[Mubi, 2024]
Witches, l’ultimo film della regista e musicista britannica Elizabeth Sankey, porta sullo schermo un racconto stratificato e complesso: è il memoir testimoniale della depressione post partum dell’autrice («What follows is my testimony» ci viene detto nei primi minuti), una raccolta di interviste a donne che hanno avuto esperienze simili di disturbi psichici perinatali, una riflessione sul cinema e sul suo valore rappresentativo e, infine, un’analisi storico-sociologica della caccia alle streghe e dei lasciti invisibili di questa nella cultura occidentale contemporanea. Il documentario parte da una rassegna di scene dei film che hanno plasmato un certo immaginario pop – e non solo – sulle streghe (tra i più memorabili si riconoscono The Craft, The Wizard of Oz, Elvira: Mistress of the Dark, The Witches of Eastwick): un assemblaggio su cui Sankey cuce filmati famigliari di sé bambina e stralci di prove attoriali nelle quali anche lei interpreta verosimilmente il personaggio di una strega; mentre le immagini si susseguono, la voce fuori campo della regista spiega le relazioni storiche tra follia, madri considerate devianti e proiezioni demoniache del patriarcato. L’accostamento di materiale artistico a elementi visuali autobiografici non solo crea un orizzonte di riferimento composito e tematicamente coeso, ma funge soprattutto da cornice dentro cui la voce prende corpo: attraverso un’inquadratura frontale, adesso Sankey si palesa raccontando la crisi depressiva seguita alla nascita del suo primo figlio nel 2020, l’incontro con il gruppo chat Motherly Love, il ricovero presso una Mother and Baby Unit.

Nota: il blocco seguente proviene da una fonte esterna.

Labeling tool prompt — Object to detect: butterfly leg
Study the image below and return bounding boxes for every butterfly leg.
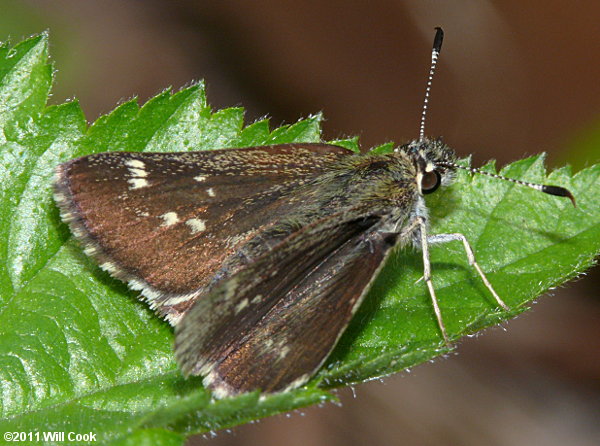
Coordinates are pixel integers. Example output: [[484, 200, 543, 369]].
[[427, 234, 510, 311], [405, 217, 450, 345]]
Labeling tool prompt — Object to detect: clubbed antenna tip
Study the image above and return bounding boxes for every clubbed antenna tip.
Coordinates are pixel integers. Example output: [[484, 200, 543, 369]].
[[439, 161, 577, 207], [541, 185, 577, 207]]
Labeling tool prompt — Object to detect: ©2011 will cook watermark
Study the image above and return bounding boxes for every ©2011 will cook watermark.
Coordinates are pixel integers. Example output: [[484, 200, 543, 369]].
[[3, 431, 98, 443]]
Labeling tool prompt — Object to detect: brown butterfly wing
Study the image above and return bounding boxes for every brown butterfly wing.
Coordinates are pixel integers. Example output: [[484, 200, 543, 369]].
[[55, 144, 352, 323], [175, 215, 396, 397]]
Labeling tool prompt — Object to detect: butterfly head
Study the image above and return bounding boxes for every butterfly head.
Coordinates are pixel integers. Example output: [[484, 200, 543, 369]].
[[396, 138, 456, 194]]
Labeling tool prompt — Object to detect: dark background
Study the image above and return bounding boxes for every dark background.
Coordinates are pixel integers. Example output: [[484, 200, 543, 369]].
[[0, 0, 600, 446]]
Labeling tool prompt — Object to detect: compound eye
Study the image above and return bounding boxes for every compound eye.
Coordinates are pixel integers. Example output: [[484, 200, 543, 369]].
[[421, 170, 442, 194]]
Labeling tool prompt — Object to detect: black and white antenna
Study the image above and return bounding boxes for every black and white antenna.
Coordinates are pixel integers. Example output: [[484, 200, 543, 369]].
[[419, 27, 577, 207], [419, 26, 444, 142], [436, 161, 577, 207]]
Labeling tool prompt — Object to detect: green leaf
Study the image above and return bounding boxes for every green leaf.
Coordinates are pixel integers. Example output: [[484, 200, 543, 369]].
[[0, 35, 600, 445]]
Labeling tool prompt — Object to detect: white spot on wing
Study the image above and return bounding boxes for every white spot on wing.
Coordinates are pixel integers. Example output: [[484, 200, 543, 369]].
[[160, 212, 179, 226], [125, 160, 146, 169], [127, 178, 150, 189], [278, 345, 290, 359], [235, 299, 248, 314], [185, 218, 206, 234], [129, 168, 148, 177]]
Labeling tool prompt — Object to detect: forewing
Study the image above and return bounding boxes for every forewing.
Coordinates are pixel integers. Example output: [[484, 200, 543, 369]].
[[55, 144, 352, 323], [175, 215, 395, 397]]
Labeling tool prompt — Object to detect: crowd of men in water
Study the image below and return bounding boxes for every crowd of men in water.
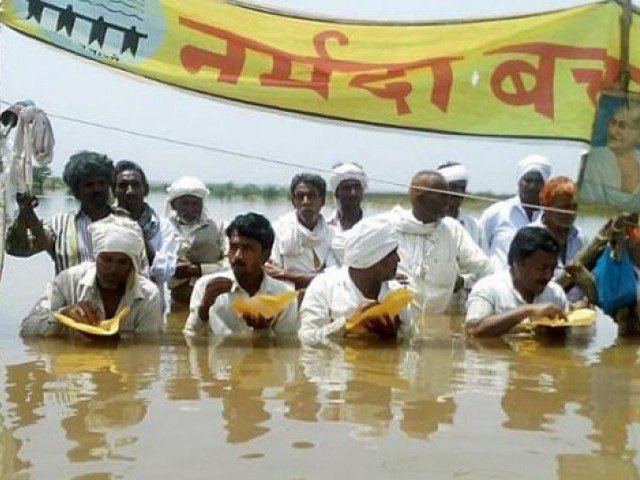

Le interviste successive costituiscono il nucleo del film e dipingono un affresco di esperienze di vita e di maternità altrettanto eterogeneo quanto il repertorio visuale che l’autrice maneggia nel frattempo (film, immagini di quadri e stampe antiche, stralci di pubblicità, materiale privato d’archivio). È significativo che a parlare siano donne con profili mediatici e capitali simbolici differenti: esterne al campo della medicina, mediche, accademiche, personalità già note per aver raccontato la storia di una maternità non conforme (come Catherine Cho, autrice di Inferno: A Memoir of Motherhood and Madness, in cui parla della sua psicosi post partum), attrici; non passa inosservata la presenza di un uomo, David Emson, ex compagno della psichiatra Daksha Emson, che nel 2000 scosse l’opinione pubblica inglese per aver ucciso la figlia di tre mesi e poi se stessa.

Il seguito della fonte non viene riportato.